The paper is devoted to the analysis of the spread of the COVID-19 pandemic in Ukraine based on finding the correlation between search terms in Google search engine and laboratory-confirmed cases. Statistics were obtained from open sources. The analysis was performed on matrices based on the Pearson correlation coefficient. To do this, we analyzed 25 typical search phrases, and after grouping them – 7 remained. The data were reduced to the same discreteness. Correlation matrices were calculated for each wave of the pandemic and for altogether. As a result, the correlation between search phrases and laboratory-confirmed cases was observed only in the second and third waves of the pandemic.
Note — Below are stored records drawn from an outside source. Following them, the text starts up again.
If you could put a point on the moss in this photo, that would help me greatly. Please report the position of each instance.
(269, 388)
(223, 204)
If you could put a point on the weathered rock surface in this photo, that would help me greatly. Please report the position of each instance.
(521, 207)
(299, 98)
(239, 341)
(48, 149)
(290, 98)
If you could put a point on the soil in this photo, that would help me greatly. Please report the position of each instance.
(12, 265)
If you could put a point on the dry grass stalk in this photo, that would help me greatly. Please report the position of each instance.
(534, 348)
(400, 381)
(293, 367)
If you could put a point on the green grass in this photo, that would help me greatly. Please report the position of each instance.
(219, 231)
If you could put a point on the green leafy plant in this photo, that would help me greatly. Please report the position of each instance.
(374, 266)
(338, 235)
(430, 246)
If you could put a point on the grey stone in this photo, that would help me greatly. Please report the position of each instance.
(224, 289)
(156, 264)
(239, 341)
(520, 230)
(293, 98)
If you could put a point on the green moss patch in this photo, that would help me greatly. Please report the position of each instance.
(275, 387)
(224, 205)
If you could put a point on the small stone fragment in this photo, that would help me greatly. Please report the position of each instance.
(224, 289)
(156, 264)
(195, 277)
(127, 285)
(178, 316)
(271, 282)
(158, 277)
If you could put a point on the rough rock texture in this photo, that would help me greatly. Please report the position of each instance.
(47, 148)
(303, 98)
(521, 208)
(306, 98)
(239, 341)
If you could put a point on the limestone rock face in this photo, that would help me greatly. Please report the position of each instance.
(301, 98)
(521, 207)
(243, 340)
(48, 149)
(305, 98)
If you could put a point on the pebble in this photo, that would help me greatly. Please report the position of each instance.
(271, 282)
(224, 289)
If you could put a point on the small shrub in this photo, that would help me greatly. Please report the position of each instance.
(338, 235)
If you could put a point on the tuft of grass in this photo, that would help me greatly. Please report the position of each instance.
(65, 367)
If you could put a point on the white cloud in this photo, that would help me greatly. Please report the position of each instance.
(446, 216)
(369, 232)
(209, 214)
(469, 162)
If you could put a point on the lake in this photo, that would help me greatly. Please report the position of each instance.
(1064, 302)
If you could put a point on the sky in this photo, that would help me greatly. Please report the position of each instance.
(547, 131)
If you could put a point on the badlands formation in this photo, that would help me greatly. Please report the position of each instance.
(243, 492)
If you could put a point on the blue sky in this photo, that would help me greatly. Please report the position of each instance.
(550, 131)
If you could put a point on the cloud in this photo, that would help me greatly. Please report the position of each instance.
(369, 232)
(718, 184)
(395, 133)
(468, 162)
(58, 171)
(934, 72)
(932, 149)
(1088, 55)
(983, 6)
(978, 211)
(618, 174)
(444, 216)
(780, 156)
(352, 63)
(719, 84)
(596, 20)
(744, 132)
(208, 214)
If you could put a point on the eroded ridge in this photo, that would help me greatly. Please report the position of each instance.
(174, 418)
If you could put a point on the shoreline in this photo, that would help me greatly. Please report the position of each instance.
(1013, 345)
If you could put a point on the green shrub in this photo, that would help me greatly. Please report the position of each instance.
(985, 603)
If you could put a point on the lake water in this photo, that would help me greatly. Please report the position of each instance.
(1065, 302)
Moreover, in the first wave, the preconditions for its occurrence were found; in the second - Pearson’s correlation coefficient was 0.74, and in the third wave, it decreased to 0.57. Other correlations that are specific to each pandemic wave are also analyzed. Additionally, it was proved that polynomials of the 6th degree most effectively restore lost data.
使用谷歌趋势工具分析COVID-19在乌克兰的传播
本文通过寻找谷歌搜索引擎中的搜索词与实验室确诊病例之间的相关性,致力于分析COVID-19大流行在乌克兰的传播。统计数据来自公开来源。分析在基于Pearson相关系数的矩阵上进行。为此,我们分析了25个典型的搜索短语,在对它们进行分组后,只剩下7个。数据被简化为同样的离散性。计算了每一波大流行和总体大流行的相关矩阵。因此,仅在大流行的第二波和第三波中观察到搜索短语与实验室确诊病例之间的相关性。此外,在第一波浪潮中,发现了它发生的先决条件;第二波Pearson相关系数为0.74,第三波Pearson相关系数降至0.57。还分析了每个大流行波特有的其他相关性。此外,还证明了六次多项式最有效地恢复了丢失的数据。
本文章由计算机程序翻译,如有差异,请以英文原文为准。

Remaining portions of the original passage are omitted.